Il dolore di chi perde un figlio, indipendentemente dallo stadio di gestazione, non ha una dignità. “Hai già due figlie, di cosa ti lamenti?”, “Puoi averne sempre un altro”, “In fondo eri solo all’inizio, meglio che sia successo subito piuttosto che più avanti”. Ah sì, decisamente meglio, brutta testa di cavolo. A volte avevo la sensazione di aver sognato il mio bambino (per me era e resterà il mio bambino) perché nei pensieri e nelle parole di chi mi circonda non è mai esistito. Solo per me e per mio marito è stata una perdita da piangere e da onorare. Proprio in quei giorni ho letto di una scrittrice americana, Ariel Levy, che aveva pubblicato un libro intitolato “The Rules do Not Apply”: le regole che il corpo non ha messo in pratica sono state quelle di aver proseguito la gravidanza.

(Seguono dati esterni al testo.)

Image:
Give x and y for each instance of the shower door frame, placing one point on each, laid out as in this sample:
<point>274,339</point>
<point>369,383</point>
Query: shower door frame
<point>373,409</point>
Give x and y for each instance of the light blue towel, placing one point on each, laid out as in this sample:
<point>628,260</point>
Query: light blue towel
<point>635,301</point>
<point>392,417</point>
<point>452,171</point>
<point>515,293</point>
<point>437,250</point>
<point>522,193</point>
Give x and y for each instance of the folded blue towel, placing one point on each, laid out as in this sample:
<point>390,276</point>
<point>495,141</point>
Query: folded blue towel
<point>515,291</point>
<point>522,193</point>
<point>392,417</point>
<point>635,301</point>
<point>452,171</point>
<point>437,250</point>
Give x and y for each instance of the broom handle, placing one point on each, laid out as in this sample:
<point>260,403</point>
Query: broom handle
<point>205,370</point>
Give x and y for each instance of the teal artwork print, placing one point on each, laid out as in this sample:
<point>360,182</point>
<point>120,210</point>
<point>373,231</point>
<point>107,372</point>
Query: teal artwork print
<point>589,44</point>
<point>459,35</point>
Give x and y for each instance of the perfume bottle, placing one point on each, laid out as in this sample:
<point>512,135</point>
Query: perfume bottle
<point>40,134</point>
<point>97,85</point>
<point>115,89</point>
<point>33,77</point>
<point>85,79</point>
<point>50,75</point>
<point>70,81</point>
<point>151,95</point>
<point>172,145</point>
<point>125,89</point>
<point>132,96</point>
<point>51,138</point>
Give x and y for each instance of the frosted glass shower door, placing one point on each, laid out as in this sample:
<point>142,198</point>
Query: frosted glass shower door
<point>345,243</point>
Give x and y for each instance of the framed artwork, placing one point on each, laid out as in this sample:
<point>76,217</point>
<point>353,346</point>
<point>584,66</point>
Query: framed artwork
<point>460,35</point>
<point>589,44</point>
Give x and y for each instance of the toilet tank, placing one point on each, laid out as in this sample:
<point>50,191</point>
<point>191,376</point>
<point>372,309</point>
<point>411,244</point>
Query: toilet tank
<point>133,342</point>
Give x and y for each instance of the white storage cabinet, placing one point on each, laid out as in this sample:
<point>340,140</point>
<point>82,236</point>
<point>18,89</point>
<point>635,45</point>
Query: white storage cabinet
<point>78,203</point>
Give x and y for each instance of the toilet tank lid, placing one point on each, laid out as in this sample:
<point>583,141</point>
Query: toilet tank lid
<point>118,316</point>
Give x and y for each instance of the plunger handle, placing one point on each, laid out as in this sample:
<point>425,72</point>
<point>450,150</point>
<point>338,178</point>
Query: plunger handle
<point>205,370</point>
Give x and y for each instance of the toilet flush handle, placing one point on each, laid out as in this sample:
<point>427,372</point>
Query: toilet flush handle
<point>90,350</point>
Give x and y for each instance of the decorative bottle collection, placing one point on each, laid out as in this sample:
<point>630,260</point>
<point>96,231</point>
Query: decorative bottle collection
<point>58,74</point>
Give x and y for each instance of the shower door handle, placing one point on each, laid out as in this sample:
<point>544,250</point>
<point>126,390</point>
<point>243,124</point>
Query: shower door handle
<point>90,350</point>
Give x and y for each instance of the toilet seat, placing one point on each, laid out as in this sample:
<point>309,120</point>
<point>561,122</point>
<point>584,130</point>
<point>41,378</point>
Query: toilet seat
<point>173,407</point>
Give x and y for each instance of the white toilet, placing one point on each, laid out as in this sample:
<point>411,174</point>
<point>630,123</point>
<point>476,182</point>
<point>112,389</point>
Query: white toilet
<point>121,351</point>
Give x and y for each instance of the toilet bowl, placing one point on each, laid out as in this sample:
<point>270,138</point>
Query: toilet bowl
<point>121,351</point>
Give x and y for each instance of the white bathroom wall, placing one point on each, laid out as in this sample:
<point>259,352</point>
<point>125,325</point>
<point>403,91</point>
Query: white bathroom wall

Anche Ariel era incinta ed ha avuto un aborto al quinto mese, partorendo suo figlio nel bagno di una stanza di un hotel dove si trovava per lavoro. La scrittrice racconta di aver scattato una foto a suo figlio prima che i sanitari arrivassero: solo così aveva la certezza che fosse veramente esistito, perché non essendo una presenza vivente nella quotidianità altrui, era come se la sua esistenza in divenire si potesse cancellare con un tratto di gomma.

Ecco, io per diverso tempo mi sono sentita così: se non avessi conservato il test di gravidanza, probabilmente mi sarei domandata in che dimensione mi trovassi, quella della verità o quella dell’immaginazione.

Ed è stato allora che ho pensato al “Letto Volante”, il quadro in cui Frida Kahlo ha gridato tutto il suo dolore per aver abortito il figlio che aspettava da Diego Rivera. Lei è stata forse una delle poche donne che ha avuto il coraggio di parlare dell’indicibile mostrando il brutto, in mezzo ai tanti quadri di Madonne che nei secoli hanno voluto mostrare solo la poesia della maternità. Soprattutto ha un merito: quello di non aver voluto dimenticare. Io non voglio farlo: della nostra famiglia farà sempre parte quella piccola vita che non abbiamo potuto conoscere perché se n’ è andata via troppo presto. E se nessuno sembra esserne accorto, saremo noi a tenerlo bene a mente nel nostro cuore.